I thought about this continuously over the next week or two. One day, I had decided to apply, the next I had decided I wouldn’t. Then it came time for our monthly team meeting, where everyone from all regions gather together. So fast forward an hour of the (very) boring meeting and up comes the news about my job and another being advertised, when the manager announces, that they have both been advertised externally (I work for a government department, so jobs are usually only advertised internally). And in her words again – “I like to advertise externally, let’s me see what new blood is out there. And I think it’s time we got some new blood to replace the old blood in here.” Slap. Me. Stupid! I could not believe she had just said that, in front of everyone. I honestly don’t think I have ever been quite so humiliated in my life.

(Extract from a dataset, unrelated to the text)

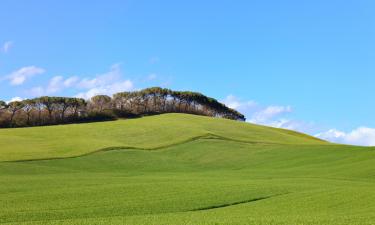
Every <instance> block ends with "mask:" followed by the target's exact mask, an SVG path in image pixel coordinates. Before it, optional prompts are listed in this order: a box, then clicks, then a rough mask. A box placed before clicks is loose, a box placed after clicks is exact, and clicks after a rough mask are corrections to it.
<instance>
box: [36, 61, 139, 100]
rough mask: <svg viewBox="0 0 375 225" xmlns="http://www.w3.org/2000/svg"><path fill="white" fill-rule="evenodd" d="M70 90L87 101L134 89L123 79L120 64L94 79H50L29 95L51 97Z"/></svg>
mask: <svg viewBox="0 0 375 225" xmlns="http://www.w3.org/2000/svg"><path fill="white" fill-rule="evenodd" d="M66 89H70V92H74V91H76V93H77V92H78V94H76V95H75V96H76V97H80V98H85V99H89V98H91V97H92V96H95V95H98V94H105V95H112V94H114V93H116V92H121V91H130V90H133V89H134V84H133V82H132V81H131V80H126V79H123V76H122V72H121V66H120V64H114V65H112V66H111V68H110V70H109V71H108V72H106V73H103V74H98V75H96V76H94V77H85V78H82V79H80V78H79V77H77V76H72V77H68V78H64V77H63V76H55V77H52V78H51V79H50V80H49V82H48V85H47V86H46V87H41V86H38V87H34V88H32V89H31V91H30V94H31V95H33V96H42V95H51V94H56V93H60V92H63V91H64V90H66Z"/></svg>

Bad enough that I had gone to an interview just earlier that week, and was pretty confident I hadn’t gotten the position (a week ago now, and I still haven’t heard one way or another). Let’s just say, I was in a fragile state. That just made it worse. I’ve never felt so low, or humiliated, or worth next to nothing before. No one has ever, ever done that to me before.

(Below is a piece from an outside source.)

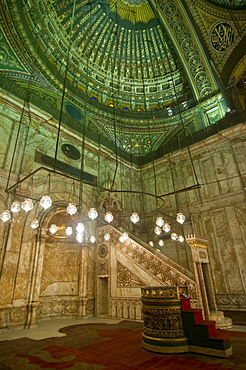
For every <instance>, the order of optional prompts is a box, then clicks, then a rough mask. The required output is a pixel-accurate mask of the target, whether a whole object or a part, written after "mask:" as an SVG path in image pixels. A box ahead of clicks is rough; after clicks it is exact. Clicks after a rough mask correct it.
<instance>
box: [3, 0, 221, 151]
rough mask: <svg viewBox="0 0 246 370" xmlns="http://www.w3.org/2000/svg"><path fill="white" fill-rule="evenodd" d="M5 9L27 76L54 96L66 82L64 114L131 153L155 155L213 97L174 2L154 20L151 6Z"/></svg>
mask: <svg viewBox="0 0 246 370" xmlns="http://www.w3.org/2000/svg"><path fill="white" fill-rule="evenodd" d="M5 3H6V4H5V5H6V9H8V13H9V14H10V15H9V19H10V20H11V22H12V26H10V27H13V28H14V30H15V31H14V33H15V34H17V35H18V36H17V39H18V42H19V49H20V53H21V55H22V57H23V54H25V58H26V60H27V64H26V67H25V69H26V72H28V73H32V74H33V75H35V76H37V74H38V76H39V84H40V85H42V84H43V85H45V86H46V88H47V86H49V90H50V91H53V93H57V92H61V91H62V87H63V84H64V76H66V77H67V85H66V87H67V91H68V92H67V94H66V102H67V104H69V107H70V108H69V110H67V112H68V113H69V114H70V113H71V111H73V112H74V111H75V108H77V113H78V112H79V113H78V114H77V116H81V117H83V118H84V117H85V115H86V117H87V121H88V119H89V121H90V125H91V126H93V125H94V126H95V127H96V128H97V129H98V130H101V132H103V133H104V135H106V136H107V137H108V138H109V139H110V140H114V139H116V142H117V145H118V146H120V147H121V148H122V149H123V150H125V151H128V152H129V153H132V154H135V155H145V154H147V153H149V152H151V151H153V150H156V149H157V148H158V147H159V146H160V145H161V143H162V142H163V141H164V140H165V139H166V138H167V137H168V136H170V135H172V134H173V132H176V131H177V130H178V129H179V126H180V127H181V126H183V124H186V120H188V121H189V119H188V116H189V117H190V116H191V114H193V113H194V112H193V111H192V109H195V108H193V107H195V104H196V102H197V101H202V100H205V99H206V98H207V97H209V96H212V95H213V94H214V93H215V91H216V90H217V86H216V83H215V81H214V78H213V76H212V73H211V70H210V69H209V68H210V67H209V63H207V60H206V58H205V55H204V53H203V52H202V51H201V50H200V51H199V46H200V44H199V41H198V38H197V36H196V35H195V33H194V29H193V26H192V24H191V22H186V21H187V18H186V17H188V16H187V13H184V9H183V8H182V6H181V7H178V5H175V3H174V2H170V1H168V0H164V1H159V2H158V4H159V5H158V12H157V10H156V6H157V2H156V1H155V2H153V3H152V1H151V0H148V1H147V0H93V1H92V0H77V1H74V0H56V1H54V0H29V1H28V2H26V1H24V0H18V1H17V0H9V1H5ZM178 3H179V2H177V3H176V4H178ZM11 22H10V23H11ZM13 25H14V26H13ZM22 49H23V50H22ZM23 51H24V52H23ZM19 60H20V57H19ZM30 66H35V70H33V71H31V70H30ZM42 76H43V77H42ZM35 78H37V77H35ZM44 78H45V79H46V82H44ZM33 79H34V77H33ZM73 104H74V109H73V107H72V105H73ZM187 111H189V114H187ZM80 112H81V114H80ZM192 112H193V113H192ZM181 114H182V119H181ZM181 120H183V122H182V125H181ZM188 121H187V122H188ZM188 123H189V122H188ZM82 124H83V119H81V125H82Z"/></svg>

And all of this just now has me questioning my whole life and career and where do I go from here? What am I worth? How shit at my job am I really, and have I just managed to coast along all this time? And Oh. My. God, where the hell is the freaking chocolate. If I manage to stay true to the 12wbt program over the next few weeks I’ll be super amazed. I have totally lost the enthusiasm for anything. Dragging myself out of bed in the morning to go to work, where I know I’m not at all valued is getting harder and harder each day, and I still have 6 weeks left here, and I’m still no closer to deciding my own fate for the future.
Why, when things were going good (not great, but good) do they have to always turn to such utter crap? So thanks for listening to my whinge.